Specifying “mixed” device parameter in fn.decoders.image
enables nvJPEG and nvJPEG2000 support. Other file formats are still decoded on the CPU.
[22]:
@pipeline_def
def hybrid_pipeline():
jpegs, labels = fn.readers.file(file_root=image_dir, random_shuffle=True, initial_fill=21)
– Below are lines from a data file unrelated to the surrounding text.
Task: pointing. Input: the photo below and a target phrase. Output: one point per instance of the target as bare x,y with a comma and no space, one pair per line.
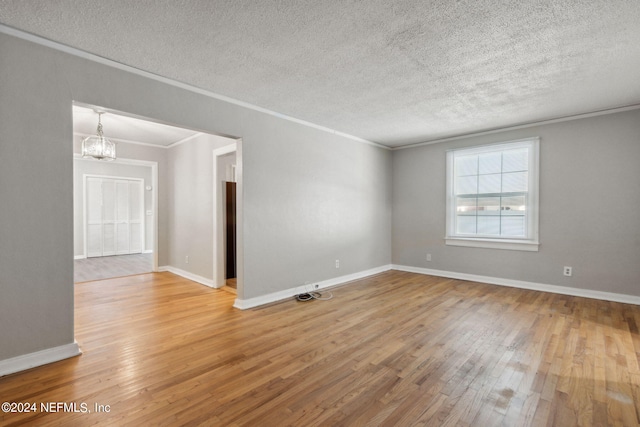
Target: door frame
218,215
140,181
154,200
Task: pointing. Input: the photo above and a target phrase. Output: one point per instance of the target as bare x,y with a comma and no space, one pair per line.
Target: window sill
512,245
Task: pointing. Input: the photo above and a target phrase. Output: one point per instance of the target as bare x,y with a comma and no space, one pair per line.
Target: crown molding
114,64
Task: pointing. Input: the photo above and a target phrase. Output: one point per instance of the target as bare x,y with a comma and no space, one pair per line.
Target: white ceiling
118,127
393,72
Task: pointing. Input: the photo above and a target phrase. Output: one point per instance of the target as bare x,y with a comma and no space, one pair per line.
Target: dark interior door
230,192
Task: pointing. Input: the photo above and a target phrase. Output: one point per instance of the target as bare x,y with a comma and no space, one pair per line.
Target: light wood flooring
396,349
108,267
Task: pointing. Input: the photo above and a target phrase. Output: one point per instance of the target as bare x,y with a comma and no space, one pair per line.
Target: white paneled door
113,216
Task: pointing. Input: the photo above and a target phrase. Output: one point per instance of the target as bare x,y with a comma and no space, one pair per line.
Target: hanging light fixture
97,146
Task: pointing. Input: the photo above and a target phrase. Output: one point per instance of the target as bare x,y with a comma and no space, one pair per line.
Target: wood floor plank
395,349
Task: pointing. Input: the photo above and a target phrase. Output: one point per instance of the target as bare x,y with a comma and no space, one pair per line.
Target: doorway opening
226,217
180,211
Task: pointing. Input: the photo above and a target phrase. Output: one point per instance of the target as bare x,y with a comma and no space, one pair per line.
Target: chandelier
97,146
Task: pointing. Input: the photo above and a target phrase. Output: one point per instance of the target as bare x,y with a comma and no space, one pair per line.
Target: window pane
466,205
489,206
466,165
489,225
466,225
515,160
489,183
513,226
490,163
514,182
467,185
514,205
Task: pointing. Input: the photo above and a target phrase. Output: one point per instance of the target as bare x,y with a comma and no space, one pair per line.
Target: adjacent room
319,213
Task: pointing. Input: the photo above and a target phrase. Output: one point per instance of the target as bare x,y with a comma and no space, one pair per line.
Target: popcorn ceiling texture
393,72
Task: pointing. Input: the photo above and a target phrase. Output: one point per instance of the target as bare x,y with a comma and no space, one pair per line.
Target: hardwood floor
107,267
396,349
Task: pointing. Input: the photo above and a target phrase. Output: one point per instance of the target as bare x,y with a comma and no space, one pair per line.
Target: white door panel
114,220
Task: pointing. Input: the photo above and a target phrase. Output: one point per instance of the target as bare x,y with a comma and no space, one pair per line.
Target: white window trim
530,244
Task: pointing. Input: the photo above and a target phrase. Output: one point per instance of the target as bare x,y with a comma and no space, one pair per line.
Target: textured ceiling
393,72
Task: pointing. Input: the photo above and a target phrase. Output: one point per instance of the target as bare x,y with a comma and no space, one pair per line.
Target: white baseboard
38,358
564,290
188,275
244,304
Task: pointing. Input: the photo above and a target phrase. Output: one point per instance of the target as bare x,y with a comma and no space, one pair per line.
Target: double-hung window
492,196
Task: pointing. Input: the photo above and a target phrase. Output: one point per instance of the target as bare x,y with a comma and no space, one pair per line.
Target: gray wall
589,204
93,167
309,196
190,206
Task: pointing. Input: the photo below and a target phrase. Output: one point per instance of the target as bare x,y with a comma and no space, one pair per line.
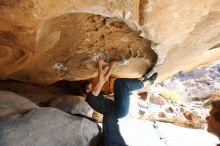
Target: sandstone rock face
46,41
11,103
72,104
46,127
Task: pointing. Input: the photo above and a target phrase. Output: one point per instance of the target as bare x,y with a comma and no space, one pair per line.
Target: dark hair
216,104
83,86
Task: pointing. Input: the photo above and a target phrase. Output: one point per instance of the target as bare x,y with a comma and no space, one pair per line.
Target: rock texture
72,104
46,127
11,103
45,41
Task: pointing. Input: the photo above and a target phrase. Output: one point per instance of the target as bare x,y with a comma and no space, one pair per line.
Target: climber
113,110
214,118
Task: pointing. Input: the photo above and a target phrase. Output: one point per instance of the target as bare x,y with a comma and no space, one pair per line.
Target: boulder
11,103
72,104
46,127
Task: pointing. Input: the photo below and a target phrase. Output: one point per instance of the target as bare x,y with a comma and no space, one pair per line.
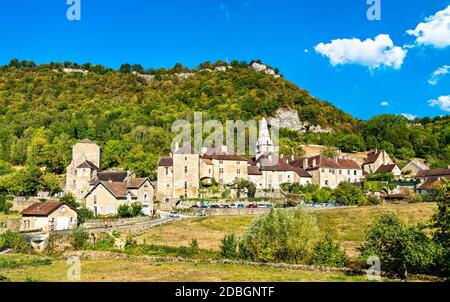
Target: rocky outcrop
289,119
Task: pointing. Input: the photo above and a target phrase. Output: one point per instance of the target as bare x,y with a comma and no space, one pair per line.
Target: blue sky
345,72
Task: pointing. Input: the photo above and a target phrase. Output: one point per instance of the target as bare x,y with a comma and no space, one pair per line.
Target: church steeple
265,143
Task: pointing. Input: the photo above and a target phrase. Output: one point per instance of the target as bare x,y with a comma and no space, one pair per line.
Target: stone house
112,189
430,179
269,172
85,164
413,167
380,162
329,172
48,217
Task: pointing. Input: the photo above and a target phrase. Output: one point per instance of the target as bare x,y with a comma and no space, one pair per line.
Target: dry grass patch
114,270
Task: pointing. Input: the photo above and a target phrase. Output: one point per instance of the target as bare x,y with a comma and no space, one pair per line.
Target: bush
124,211
14,241
372,200
402,249
5,205
349,195
136,209
228,247
328,253
84,214
282,236
415,198
79,238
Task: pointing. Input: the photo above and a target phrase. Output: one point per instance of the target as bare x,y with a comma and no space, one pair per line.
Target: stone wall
232,212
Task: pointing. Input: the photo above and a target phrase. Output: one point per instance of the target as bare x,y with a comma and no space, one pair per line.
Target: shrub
372,200
228,247
124,211
282,236
329,253
136,209
349,195
402,249
415,198
70,200
5,205
194,246
14,241
84,214
79,238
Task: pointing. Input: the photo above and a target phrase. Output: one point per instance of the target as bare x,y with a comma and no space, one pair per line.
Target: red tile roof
372,158
433,172
386,168
43,209
165,162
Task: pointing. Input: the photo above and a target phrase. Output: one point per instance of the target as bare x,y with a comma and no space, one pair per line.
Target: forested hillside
44,110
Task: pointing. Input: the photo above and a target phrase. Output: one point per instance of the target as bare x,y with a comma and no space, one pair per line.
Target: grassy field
4,217
347,225
151,271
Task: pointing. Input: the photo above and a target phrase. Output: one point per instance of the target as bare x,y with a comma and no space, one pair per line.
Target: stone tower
86,163
264,143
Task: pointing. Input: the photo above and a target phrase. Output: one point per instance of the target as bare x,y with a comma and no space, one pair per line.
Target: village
217,182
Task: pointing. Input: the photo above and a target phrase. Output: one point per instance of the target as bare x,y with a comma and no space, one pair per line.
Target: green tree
282,236
402,249
348,194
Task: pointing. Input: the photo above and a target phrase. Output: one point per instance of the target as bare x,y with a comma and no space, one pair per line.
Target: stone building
380,162
49,216
85,164
109,190
329,172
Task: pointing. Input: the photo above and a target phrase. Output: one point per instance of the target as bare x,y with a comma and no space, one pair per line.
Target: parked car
174,215
264,206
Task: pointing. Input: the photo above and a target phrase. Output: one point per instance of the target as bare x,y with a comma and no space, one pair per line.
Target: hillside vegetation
44,110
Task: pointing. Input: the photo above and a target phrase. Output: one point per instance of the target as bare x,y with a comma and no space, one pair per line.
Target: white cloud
438,74
409,116
443,102
435,31
372,53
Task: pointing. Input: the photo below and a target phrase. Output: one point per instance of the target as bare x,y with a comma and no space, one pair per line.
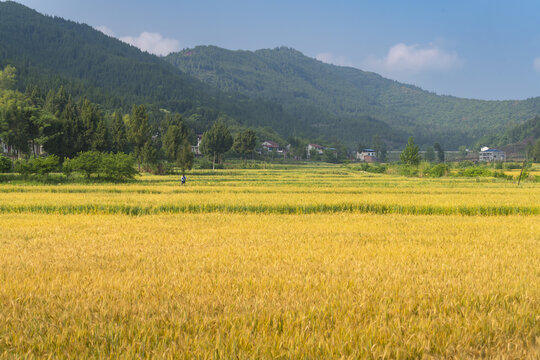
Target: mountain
331,95
50,52
525,133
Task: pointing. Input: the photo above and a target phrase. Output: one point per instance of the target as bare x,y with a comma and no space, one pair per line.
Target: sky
482,49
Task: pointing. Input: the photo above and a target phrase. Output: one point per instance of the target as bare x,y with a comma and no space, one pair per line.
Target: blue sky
476,49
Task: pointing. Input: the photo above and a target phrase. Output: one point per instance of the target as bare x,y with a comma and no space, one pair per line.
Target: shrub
23,167
438,170
45,165
87,162
118,166
408,170
475,172
465,164
67,167
512,166
5,164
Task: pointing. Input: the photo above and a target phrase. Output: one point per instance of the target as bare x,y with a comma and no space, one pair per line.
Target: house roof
491,150
270,143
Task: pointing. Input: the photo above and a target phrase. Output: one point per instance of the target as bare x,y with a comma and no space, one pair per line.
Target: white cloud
536,64
403,58
107,31
330,58
154,43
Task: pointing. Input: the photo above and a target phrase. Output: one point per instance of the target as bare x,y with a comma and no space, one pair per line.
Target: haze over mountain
279,89
49,52
305,86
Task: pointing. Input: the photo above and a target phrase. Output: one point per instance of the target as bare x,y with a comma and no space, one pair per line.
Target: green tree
174,137
185,156
139,129
298,147
536,151
245,142
410,155
117,166
5,164
100,141
380,148
216,141
88,162
89,118
440,152
118,133
8,78
430,154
images = fn.decoders.image(jpegs, device='mixed')
return images, labels
fn.decoders.image
with device=mixed
uses a hybrid approach of computation that employs both the CPU and the GPU. This means that it accepts CPU inputs, but returns GPU outputs. That is why images
objects returned from the pipeline are of type TensorListGPU
.
[23]:
pipe = hybrid_pipeline(batch_size=max_batch_size, num_threads=1, device_id=0, seed=1234)
pipe.build()
[24]:
pipe_out = pipe.run()
images, labels = pipe_out
show_images(images.as_cpu())
Let us compare the speed of fn.decoders.image
for ‘cpu’ and ‘mixed’ backends by measuring speed of shuffled_pipeline
and hybrid_pipeline
with 4 CPU threads.
[25]:
from timeit import default_timer as timer
test_batch_size = 64
def speedtest(pipeline, batch, n_threads):
pipe = pipeline(batch_size=batch, num_threads=n_threads, device_id=0)
pipe.build()
# warmup
for i in range(5):
pipe.run()
# test
n_test = 20
t_start = timer()
for i in range(n_test):
pipe.run()
t = timer() - t_start
print("Speed: {} imgs/s".format((n_test * batch)/t))
[26]:
speedtest(shuffled_pipeline, test_batch_size, 4)
Speed: 2597.527149961429 imgs/s
[27]:
speedtest(hybrid_pipeline, test_batch_size, 4)
Speed: 5828.851662794091 imgs/s
As we can see, using GPU accelerated decoding resulted in significant speedup.